I just finished reading the Bell Jar by Sylvia plath. I had never considered reading this book before. I thought that Plath was purely for literary intellects who had nothing better to do but sit in coffee shops with their books, looking important. I quite like the book so far though. It reminds me of how I often think. There are particular paragraphs in it so far that I have enjoyed for various reasons.
"There is something demoralizing about watching two people get more and more crazy about each other, especially when you are the only extra person in the room. It’s like watching Paris from an express caboose heading in the opposite direction – Every second the city gets smaller and smaller, only you feel it's really you getting smaller and smaller and lonelier and lonelier, rushing away from all those lights and that excitement at about a million miles an hour"

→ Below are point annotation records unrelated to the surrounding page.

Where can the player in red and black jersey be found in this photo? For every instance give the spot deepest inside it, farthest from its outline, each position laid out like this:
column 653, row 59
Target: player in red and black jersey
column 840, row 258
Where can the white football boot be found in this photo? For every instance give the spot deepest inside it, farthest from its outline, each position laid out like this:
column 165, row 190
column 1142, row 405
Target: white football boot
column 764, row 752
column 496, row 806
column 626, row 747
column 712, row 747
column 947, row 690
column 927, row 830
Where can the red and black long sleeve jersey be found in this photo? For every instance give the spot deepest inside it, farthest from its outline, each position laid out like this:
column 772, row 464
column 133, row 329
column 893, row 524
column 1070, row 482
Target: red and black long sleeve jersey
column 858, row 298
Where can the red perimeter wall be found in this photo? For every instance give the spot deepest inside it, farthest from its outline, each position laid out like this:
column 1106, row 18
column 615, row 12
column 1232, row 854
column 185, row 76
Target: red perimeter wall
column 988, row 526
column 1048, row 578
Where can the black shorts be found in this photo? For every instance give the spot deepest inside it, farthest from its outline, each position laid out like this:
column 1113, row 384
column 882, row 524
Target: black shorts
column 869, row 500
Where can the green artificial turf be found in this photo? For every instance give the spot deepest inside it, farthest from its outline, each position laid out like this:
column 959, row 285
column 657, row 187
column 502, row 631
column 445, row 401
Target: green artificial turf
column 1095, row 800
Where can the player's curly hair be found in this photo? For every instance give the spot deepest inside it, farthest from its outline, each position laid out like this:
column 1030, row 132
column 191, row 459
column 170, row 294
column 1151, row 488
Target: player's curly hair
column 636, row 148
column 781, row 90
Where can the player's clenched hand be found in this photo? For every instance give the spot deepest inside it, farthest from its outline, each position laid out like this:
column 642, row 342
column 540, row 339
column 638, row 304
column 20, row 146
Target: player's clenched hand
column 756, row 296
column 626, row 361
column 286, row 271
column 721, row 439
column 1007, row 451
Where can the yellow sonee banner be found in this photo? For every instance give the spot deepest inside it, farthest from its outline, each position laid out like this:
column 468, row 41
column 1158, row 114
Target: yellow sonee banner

This pretty much sums up how I feel when I look at everyone else, my friends around me, people in the street, all couples. It's as though the whole world has been paired off and they left an odd one out. It's like when you get put into pairs in your lectures and there's one left over and you end up with the teacher. It seems the same with relationships. I have to sit here, watching my friends with their loves and complete strangers holding hands and whispering in each others ear, making me feel invisible. It's like some secret society I desperately want to be a part of. I sit around watching all of the pairings hoping that there is someone feeling as lonely and desolate as I do, some mildly attractive, most likely boring man that I have to settle for because the normal dating rules don't apply to me.
"I opened the door and blinked out into the bright hall. I had the impression that it wasn't night and it wasn't day but some third interval that had suddenly slipped between them and would never end"
My haven. The time in which people know the least about each other. When we are merely silhouettes in the tarnished light of the sky. Eyes connect with each other from across a croweded room. A time where we are able to dissolve into the atmosphere and forget we exist.